Scotland's papers: Police 'crisis' and hate crime shake-up
Wolf-whistling or hurling insults that refer to a person's age could be classed as hate crimes by the police under changes being considered to Scottish legislation, claims the Scottish edition of The Times.
On the same story, the Scottish Daily Mail writes that the public are set to face criminal charges if they make ageist or sexist remarks following the shake-up by Scottish ministers.
The National says there is "outrage" after it was announced that another 16 Scottish jobcentre sites are to close or move in a "Westminster cuts" programme.
Schools have been accused of promoting a culture of elitism based on how talented pupils are at sport, according to The Scotsman.
Police Scotland has been called "an organisation in crisis" after it emerged the force will face a £200m funding gap by 2020-21, writes The Scotsman.
Likewise, the Scottish Daily Express says Scotland's beleaguered police service has been branded "an organisation in crisis" by a former SNP minister amid warnings of a £200m financial black hole.
Also on the story, The Courier says that MSPs are to summon police chiefs and Scottish government ministers to Holyrood to answer questions on the "financial mess".
The i paper reports that MSPs are to get a vote on the Great Repeal Act but points out that the Scottish Secretary David Mundell has said the bill ending EU authority does not need Holyrood consent.
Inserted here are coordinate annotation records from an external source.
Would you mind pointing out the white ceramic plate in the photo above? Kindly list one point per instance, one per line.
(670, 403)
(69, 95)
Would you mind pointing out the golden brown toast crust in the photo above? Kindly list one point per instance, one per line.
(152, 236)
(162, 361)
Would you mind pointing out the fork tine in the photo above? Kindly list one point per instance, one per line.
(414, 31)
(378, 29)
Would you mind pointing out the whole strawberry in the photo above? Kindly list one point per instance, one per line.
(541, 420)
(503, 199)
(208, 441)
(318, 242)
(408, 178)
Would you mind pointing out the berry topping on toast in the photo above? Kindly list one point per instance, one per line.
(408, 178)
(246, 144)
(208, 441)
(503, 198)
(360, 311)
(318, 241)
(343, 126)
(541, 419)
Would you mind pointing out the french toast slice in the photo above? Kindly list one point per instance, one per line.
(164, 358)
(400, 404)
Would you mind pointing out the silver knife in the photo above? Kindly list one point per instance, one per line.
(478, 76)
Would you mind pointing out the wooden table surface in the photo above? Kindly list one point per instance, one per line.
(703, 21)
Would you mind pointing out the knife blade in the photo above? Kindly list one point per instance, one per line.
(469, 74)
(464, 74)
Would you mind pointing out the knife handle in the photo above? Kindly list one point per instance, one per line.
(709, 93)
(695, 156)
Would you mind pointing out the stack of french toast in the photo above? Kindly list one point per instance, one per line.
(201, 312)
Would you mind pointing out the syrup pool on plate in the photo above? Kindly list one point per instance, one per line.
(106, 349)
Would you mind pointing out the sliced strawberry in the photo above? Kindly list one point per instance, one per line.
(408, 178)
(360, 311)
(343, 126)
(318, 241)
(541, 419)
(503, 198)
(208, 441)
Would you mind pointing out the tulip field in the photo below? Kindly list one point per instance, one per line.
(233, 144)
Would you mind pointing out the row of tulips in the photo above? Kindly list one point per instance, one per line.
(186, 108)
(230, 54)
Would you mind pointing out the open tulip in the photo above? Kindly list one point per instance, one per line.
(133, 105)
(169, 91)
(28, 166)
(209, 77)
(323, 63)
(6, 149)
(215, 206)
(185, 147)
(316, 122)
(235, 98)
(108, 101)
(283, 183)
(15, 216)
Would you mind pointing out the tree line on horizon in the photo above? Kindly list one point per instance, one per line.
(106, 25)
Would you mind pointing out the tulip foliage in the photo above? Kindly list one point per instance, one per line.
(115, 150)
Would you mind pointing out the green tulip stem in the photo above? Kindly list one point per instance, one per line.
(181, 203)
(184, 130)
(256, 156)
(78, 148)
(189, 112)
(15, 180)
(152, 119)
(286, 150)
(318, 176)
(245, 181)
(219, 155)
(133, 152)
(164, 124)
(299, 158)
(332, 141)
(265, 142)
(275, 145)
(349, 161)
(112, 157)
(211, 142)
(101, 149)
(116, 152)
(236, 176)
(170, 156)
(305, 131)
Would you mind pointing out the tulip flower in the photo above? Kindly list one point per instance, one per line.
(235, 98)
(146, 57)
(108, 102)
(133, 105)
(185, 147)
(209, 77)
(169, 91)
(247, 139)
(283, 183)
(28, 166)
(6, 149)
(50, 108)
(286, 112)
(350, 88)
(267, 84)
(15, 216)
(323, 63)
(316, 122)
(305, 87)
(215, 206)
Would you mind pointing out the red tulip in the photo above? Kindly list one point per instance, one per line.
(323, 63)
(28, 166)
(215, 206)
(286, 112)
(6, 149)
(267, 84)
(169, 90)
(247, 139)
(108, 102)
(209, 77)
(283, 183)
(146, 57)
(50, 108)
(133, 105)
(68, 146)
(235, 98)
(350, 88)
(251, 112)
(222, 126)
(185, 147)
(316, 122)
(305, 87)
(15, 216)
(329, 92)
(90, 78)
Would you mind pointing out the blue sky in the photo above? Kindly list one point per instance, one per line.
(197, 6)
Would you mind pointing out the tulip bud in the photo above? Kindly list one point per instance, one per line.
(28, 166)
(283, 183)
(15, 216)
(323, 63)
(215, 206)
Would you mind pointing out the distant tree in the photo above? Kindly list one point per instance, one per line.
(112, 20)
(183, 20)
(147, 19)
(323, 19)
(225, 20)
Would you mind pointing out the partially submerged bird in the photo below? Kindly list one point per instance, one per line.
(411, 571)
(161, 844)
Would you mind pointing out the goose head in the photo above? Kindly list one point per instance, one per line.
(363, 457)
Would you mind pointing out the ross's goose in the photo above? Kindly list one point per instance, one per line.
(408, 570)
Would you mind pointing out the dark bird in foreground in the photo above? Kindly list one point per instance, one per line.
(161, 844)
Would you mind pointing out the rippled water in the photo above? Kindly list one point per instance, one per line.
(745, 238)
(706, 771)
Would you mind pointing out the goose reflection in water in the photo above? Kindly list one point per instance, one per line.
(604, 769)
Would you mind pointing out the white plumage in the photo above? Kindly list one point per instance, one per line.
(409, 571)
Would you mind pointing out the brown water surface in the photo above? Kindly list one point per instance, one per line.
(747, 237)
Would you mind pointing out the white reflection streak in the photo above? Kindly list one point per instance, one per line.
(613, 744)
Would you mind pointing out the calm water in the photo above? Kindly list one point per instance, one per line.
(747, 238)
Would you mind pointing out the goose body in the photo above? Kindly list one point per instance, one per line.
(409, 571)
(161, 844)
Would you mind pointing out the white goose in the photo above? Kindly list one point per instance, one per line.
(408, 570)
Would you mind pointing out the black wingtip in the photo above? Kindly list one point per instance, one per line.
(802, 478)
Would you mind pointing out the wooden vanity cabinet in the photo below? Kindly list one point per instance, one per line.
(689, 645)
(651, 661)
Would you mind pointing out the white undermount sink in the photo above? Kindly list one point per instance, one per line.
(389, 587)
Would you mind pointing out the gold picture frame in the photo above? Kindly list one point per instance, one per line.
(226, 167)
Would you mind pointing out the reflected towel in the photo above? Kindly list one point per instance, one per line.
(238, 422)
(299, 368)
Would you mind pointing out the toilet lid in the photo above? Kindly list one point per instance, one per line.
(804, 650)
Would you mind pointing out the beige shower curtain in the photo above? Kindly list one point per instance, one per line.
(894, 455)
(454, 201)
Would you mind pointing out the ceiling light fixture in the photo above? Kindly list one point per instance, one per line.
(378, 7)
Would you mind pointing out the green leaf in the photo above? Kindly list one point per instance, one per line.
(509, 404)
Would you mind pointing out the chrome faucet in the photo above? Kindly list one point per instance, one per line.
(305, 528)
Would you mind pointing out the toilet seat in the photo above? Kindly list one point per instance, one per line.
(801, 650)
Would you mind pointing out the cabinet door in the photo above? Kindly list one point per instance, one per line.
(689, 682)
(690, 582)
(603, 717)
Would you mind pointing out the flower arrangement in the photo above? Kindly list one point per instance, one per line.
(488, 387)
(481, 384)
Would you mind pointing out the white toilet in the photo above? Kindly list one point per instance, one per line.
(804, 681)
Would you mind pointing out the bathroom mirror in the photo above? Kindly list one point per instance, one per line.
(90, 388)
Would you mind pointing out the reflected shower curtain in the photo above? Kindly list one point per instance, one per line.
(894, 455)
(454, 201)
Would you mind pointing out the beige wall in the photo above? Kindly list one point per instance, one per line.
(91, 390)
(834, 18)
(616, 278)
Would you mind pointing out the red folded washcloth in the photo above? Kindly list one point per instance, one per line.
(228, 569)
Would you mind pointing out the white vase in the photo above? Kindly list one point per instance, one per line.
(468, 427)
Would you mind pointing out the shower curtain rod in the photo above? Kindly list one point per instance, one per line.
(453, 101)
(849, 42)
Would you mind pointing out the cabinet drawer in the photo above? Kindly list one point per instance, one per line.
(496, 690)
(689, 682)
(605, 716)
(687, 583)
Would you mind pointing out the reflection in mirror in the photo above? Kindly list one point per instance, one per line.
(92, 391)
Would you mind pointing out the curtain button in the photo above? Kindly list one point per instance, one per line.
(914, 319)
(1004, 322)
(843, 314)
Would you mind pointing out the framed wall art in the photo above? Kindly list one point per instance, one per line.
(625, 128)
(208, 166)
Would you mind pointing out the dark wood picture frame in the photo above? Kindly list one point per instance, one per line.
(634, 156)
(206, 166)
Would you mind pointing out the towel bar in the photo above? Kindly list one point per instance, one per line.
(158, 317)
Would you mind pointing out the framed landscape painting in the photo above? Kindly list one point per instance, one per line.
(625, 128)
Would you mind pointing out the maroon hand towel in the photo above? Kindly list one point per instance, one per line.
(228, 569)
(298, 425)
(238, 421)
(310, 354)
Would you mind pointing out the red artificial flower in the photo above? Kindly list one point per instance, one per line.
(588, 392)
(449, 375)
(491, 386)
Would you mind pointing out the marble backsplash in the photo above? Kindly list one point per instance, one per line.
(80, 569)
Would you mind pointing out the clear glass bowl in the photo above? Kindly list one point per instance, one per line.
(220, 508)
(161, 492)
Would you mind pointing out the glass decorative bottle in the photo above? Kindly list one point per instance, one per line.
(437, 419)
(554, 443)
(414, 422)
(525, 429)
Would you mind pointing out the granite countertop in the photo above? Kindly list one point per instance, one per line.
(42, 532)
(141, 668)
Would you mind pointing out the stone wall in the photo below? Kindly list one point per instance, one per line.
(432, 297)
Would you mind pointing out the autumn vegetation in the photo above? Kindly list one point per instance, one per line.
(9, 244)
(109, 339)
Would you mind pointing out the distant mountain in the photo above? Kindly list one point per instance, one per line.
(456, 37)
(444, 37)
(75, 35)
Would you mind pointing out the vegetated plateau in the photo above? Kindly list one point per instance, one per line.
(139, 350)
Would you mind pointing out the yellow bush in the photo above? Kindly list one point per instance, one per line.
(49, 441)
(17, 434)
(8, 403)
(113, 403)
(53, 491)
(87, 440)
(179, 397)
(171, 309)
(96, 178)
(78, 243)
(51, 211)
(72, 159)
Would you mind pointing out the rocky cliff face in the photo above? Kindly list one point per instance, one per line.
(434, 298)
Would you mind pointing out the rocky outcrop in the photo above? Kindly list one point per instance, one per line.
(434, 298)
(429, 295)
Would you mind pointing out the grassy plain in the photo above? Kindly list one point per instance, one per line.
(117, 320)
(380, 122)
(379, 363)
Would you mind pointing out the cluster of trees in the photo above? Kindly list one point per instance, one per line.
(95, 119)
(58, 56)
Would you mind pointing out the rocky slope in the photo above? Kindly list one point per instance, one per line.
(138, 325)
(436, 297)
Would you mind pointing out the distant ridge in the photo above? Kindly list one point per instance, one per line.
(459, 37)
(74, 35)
The Daily Record leads with the story of a woman who was raped by her husband and who says she is trapped in a marriage with him because she cannot afford to divorce him.
Married comic Rory McGrath stalked his secret mistress for 14 months after she dumped him - and threatened to send her husband intimate pictures, according to The Scottish Sun.
The body of late pop star George Michael has still not been released by police, claims the Daily Star of Scotland, which says the singer's funeral is being put on hold as a result.